In a weekend posting on the company’s Web site, Yahoo said it was undertaking a deliberate review of Microsoft’s unsolicited offer to pay Yahoo shareholders either $31 in cash, or 0.9509 of a share of Microsoft common stock.
The review “will include evaluating all of the Company’s strategic alternatives including maintaining Yahoo! as an independent company,” the posting said. “A review process like this is fluid, and it can take quite a bit of time.”
In response to a frequently asked question about whether Yahoo would seek proposals from other companies, also posted on its Web site, the company said it was going to evaluate all options.
Analysts cited Comcast Corp (NasdaqGS:CMCSA – News), Viacom Inc (NYSE:VIA-B – News) and General Electric Co (NYSE:GE – News) among possible bidders, although they also said few companies had the balance sheet to compete with Microsoft or were as natural a fit for Yahoo.

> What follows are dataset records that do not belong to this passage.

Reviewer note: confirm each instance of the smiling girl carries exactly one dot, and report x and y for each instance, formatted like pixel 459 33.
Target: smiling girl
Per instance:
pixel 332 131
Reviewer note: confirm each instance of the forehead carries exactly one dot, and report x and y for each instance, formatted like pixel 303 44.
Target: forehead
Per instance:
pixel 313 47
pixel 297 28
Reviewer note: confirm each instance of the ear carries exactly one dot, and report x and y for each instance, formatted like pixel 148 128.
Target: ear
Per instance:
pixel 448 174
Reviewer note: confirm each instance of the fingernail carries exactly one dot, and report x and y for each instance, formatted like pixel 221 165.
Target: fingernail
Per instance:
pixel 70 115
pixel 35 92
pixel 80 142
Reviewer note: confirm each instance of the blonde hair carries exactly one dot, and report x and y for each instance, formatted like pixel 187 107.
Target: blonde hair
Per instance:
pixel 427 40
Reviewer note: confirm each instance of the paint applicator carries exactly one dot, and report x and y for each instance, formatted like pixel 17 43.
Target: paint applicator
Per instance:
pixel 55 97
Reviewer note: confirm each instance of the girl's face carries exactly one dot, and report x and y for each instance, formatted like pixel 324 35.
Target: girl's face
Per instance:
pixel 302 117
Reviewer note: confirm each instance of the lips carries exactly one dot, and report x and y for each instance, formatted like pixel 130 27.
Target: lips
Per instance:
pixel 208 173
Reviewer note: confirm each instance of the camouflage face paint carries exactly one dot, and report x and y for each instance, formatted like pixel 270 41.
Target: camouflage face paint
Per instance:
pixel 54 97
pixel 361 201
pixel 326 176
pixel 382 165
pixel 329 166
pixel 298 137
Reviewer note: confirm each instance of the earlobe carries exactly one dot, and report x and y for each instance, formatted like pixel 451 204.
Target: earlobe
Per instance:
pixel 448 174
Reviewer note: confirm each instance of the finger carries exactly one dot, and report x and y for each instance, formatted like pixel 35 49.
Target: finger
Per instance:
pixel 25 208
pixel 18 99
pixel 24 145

Microsoft’s bold move to buy the Silicon Valley company would create a combined entity better able to respond to the growing dominance of Google Inc (NasdaqGS:GOOG – News) in Web search and digital advertising.
Microsoft said it has courted Yahoo for the last 18 months, but its earlier approaches were rebuffed and it decided to make its offer public to Yahoo shareholders.
Yahoo shares shot up about 48 percent to $28.33 on the news of Microsoft’s offer.